Пока я заказывал, веселье Грамбахера улетучилось и ничто о нем уже не напоминало, кроме его красного лица. Упершись обоими локтями в стол, как Полина, он прикурил сигарету и молчал.
Я познакомился с ним два месяца тому назад и написал статью о его авиакомпании. Там было много о выборе, который он сделал в пользу России, о его любви к Петербургу и о разнообразном сервисе фирмы, который для каждого иностранца является предвкушением Германии, так сказать Germany en miniature. Я писал о великодушном поощрении искусств его фирмой, о его, Грамбахера, личном участии в судьбе больных раком детей в Петербурге и тому подобном. Конечно, в этой статье должна была фигурировать и Полина, потому что авиакомпания создавала рабочие места и на Полину с ее прекрасным знанием немецкого языка — ее отец, подполковник, служил в районе Наумбурга — иногда ложилась вся работа в офисе. Она могла бы рассказать по собственному опыту, что многие клиенты бывали приятно удивлены, когда узнавали, насколько все дешево у немцев, особенно если учесть их великолепный сервис. Его обеспечивали Галина, Аля и Максим Иванович. Красавица Моника, двадцатисемилетняя брюнетка из Бадена, которая обучала их спаянную и дружную команду работе на новых компьютерах, чувствовала себя в этом великолепном городе как дома благодаря сердечному отношению Полины и других коллег. Поначалу Грамбахер охотно появлялся с красивой немкой, но когда я показывал ему готовую статью, которую потом перевели на русский, он уже снова называл Монику фройляйн Хеберле. Вместо общих фотографий, которые сделал наш фотограф Антон, Грамбахер дал для опубликования свой собственный портрет, он вручил мне его в пластиковой папке и настойчиво просил вернуть.

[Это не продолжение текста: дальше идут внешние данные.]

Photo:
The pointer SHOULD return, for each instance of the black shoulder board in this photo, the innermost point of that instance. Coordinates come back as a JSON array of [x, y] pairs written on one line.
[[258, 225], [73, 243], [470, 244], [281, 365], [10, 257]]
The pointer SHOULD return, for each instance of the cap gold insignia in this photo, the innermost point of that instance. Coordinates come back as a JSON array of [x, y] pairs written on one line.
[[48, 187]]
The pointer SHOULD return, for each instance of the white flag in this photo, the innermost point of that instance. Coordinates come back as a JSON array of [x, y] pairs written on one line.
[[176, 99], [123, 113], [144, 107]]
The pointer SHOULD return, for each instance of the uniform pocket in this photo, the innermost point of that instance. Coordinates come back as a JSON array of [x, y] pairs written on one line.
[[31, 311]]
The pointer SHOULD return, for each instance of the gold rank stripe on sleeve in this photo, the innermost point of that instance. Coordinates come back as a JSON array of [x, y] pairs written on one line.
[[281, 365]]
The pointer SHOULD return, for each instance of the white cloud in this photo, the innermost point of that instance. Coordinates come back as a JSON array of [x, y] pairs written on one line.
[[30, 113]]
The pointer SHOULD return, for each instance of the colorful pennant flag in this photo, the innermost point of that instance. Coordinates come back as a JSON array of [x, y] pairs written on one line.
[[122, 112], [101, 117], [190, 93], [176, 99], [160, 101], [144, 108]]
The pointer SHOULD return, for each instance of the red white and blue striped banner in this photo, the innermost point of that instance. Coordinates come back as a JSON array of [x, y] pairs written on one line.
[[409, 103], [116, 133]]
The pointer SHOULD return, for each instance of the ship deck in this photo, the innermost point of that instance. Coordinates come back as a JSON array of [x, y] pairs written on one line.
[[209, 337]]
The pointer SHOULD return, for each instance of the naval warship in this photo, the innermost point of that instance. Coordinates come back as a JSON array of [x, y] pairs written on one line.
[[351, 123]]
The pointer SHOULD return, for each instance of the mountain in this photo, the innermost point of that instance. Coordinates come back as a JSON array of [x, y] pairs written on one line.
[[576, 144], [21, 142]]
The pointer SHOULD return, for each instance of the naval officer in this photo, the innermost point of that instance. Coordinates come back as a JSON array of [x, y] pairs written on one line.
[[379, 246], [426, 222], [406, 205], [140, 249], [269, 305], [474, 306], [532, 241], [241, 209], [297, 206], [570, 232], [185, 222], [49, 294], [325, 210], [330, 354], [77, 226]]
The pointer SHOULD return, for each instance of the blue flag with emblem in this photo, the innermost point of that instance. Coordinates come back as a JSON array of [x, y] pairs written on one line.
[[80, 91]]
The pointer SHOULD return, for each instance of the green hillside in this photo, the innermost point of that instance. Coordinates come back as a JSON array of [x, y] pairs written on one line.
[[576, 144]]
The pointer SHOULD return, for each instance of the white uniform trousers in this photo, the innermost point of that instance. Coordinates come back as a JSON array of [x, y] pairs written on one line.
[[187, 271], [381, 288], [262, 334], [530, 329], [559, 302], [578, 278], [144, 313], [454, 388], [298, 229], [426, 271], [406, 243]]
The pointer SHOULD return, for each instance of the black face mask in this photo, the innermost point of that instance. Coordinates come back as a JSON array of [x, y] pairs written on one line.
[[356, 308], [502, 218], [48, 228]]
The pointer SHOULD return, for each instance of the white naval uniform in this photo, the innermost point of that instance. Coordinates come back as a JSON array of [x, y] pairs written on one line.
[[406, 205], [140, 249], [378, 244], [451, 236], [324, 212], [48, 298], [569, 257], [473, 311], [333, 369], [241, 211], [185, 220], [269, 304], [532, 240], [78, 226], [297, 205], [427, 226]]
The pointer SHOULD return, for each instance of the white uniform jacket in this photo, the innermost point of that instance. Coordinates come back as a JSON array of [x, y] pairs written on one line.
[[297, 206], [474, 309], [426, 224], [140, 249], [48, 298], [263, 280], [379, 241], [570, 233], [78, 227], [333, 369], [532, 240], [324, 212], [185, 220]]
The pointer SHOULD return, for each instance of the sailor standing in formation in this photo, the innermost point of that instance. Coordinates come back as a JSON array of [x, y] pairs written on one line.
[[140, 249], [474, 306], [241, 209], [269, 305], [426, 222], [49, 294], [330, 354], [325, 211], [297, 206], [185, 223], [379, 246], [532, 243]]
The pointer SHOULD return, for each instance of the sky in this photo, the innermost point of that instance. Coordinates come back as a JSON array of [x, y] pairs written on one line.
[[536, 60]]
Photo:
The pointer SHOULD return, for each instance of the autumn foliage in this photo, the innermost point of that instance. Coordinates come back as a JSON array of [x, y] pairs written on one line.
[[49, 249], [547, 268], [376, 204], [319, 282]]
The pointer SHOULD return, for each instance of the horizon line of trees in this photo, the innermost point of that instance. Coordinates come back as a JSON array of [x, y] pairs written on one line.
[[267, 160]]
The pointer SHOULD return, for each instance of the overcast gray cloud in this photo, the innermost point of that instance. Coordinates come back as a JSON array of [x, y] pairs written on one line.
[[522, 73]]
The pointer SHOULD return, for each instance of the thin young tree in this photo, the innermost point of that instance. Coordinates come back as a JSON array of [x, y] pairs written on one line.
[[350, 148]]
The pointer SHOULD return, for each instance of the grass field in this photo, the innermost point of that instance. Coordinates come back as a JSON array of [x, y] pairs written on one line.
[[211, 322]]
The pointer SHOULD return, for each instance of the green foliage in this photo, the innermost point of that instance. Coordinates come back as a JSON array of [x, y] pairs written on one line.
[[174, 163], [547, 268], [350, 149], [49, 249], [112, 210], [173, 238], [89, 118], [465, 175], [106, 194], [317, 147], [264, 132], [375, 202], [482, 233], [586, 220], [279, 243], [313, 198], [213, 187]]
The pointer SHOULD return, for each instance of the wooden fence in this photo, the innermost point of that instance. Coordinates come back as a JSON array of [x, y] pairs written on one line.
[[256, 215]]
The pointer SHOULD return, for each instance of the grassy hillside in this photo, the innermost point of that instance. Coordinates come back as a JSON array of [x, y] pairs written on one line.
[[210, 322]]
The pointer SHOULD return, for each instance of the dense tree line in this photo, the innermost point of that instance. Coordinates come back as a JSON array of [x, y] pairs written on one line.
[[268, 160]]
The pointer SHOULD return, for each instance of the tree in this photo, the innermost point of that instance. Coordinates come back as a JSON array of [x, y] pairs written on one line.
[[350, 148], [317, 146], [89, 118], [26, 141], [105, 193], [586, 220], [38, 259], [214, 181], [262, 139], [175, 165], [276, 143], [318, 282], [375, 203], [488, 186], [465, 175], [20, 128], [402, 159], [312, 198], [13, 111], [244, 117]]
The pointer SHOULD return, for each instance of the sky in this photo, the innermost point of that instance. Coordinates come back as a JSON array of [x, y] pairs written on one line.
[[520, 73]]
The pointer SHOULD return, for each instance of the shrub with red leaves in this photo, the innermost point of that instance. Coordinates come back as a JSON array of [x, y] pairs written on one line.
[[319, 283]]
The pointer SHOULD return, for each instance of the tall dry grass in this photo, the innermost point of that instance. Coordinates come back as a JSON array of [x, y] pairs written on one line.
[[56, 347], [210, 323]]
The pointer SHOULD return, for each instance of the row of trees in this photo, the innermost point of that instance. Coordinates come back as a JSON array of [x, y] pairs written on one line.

Скоро я уже жалел о своих звонках Грамбахеру дважды в неделю, только чтобы услышать: рекламные материалы еще не пришли из Франкфурта. Он не дал нам ни строчки рекламы! Поэтому мне было непонятно, чего Грамбахер добивался на этот раз.
Полина — лицо круглое, но сама еще вполне стройна — подавила зевоту, сломала в пепельнице свою сигарету и фильтром прижала тлеющий конец.
«Приятного аппетита!» — сказал Грамбахер. У меня на тарелке лежали два больших шницеля, гора жареной картошки, залитой майонезом, и четыре кусочка огурца — моя любимая еда.
«Вы уже знаете, — начал он, — что через четыре месяца я навсегда уезжаю в Париж?»